Standard 1: Culturally Competent Care (guideline)
“Health care organizations should ensure that patients/consumers receive from all staff members effective, understandable, and respectful care that is provided in a manner compatible with their cultural health beliefs and practices and preferred language.”
Intent of the Standard
Standard 1 forms the basis for all of the content of the other CLAS standards. The intent of the standard is to ensure that all patients receive culturally and linguistically competent healthcare services. The standard concerns not only patient-facing staff members but also the entire range of managers, policies, and systems that underlie any clinical encounter.
Definitions of components
The 3 specific components of culturally competent care are defined as follows:
- Respectful care involves taking into consideration the values, preferences, and expressed needs of the patient.
- Understandable care involves communicating in the patients’ preferred language and ensuring that they understand all clinical and administrative information.
- Effective care results in positive outcomes for patients, including:
- Appropriate preventive services, diagnosis, and treatment
- Improved health status
Traditional healthcare beliefs and systems
Culturally competent care involves respecting each patient’s beliefs and cultural values regarding health, disease, and the efficacy of treatments. The World Health Organization (WHO) defines traditional medicine as “the sum total of the knowledge, skills and practices based on the theories, beliefs and experiences indigenous to different cultures, whether explicable or not, used in the maintenance of health, as well as in the prevention, diagnosis, improvement or treatment of physical and mental illnesses.” [World Health Organization. General Guidelines for Methodologies on Research and Evaluation of Traditional Medicine. Geneva; 2000. Available at: http://www.who.int/medicines/areas/traditional/definitions/en/index.html.]
Culturally competent healthcare services include:
- Investment in efforts to overcome cultural, language, and communications barriers
- Providing an environment in which patients from diverse cultures feel comfortable discussing their cultural health beliefs and practices while discussing diagnostic and treatment choices
- Involving members of communities being served in assessing the effectiveness of communication and care
- Encouraging patients to express their spiritual beliefs and cultural practices
- Becoming familiar with and respectful of relevant traditional healing systems and beliefs and, when appropriate, integrating them into treatment plans
Staff cultural and linguistic competence
Training and education in cultural and linguistic competence too often focus on an organization’s front-line staff members—eg, physicians, nurses, physician assistants, and so forth. A critical goal for Standard 2 is to ensure that every organizational staff member becomes equipped with the behaviors, skills, and attitudes that will empower them to work effectively with patients across all of the population groups that their facility serves. For example, if a staff member at the admissions desk exhibits behavior that is not culturally and linguistically sensitive at a patient’s initial point of contact with the facility, that patient could feel unwelcome and leave before even having an opportunity to interact with any member of the clinical staff.
Moreover, some healthcare organization staff members may not even think of themselves as “staff” and therefore do not appreciate the need for cultural and linguistic sensitivity. Others may regard themselves as culturally competent but in fact have an imperfect understanding of what is involved in cultural competence or feel that treating all patients in the same manner constitutes cultural competence. Therefore, healthcare organizations should recognize the need to support the cultural and linguistic competence of staff members at every level of the organization. Another important aspect of Standard 2 is that it is applicable not only to staff in facilities that provide direct medical care but also to those in other care settings, such as public health or prevention services.
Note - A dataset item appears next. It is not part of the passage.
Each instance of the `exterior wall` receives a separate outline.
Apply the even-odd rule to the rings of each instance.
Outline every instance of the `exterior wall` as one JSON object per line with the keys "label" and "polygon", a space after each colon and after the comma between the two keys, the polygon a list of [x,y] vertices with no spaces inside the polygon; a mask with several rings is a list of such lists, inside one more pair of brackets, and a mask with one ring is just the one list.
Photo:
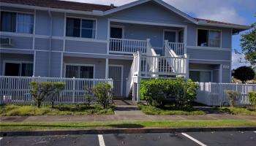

Organizational Role in Ensuring Culturally Competent Encounters
Sound organizational and managerial supervision and infrastructure are critical to ensuring that all staff members provide culturally and linguistically competent interactions with each patient. Possibly the most important first step is that the organization must become put into place processes to develop a thorough understanding of the characteristics, attitudes, and practices of the communities that they serve. Based on the knowledge developed during this process, the facility should design services that address both general healthcare needs and those that are unique to the populations of their service area. The organization’s managerial staff should collaborate with physicians and other direct-care providers:
- To incorporate cultural sensitivity into each staff person’s day-to-day interactions with patients
- To make available culturally appropriate diagnostic tools, clinical guidelines, and health-education materials
- To require continuing education and training in delivering culturally and linguistically appropriate services
Additional organizational measures that enhance accessibility to healthcare services for members of diverse populations may include:
- Scheduling bilingual and culturally knowledgeable nurses at call centers to give advice to patients
- Offering longer clinic visits to patients who have challenging linguistic or cultural needs
- Providing larger patient exam and waiting rooms in facilities where multiple family members may be present to support patients
In the end, a healthcare organization’s management should take responsibility for assessing the cultural and linguistic competence skills of all staff members by conducting performance evaluations and requesting that patients assess their satisfaction with staff encounters.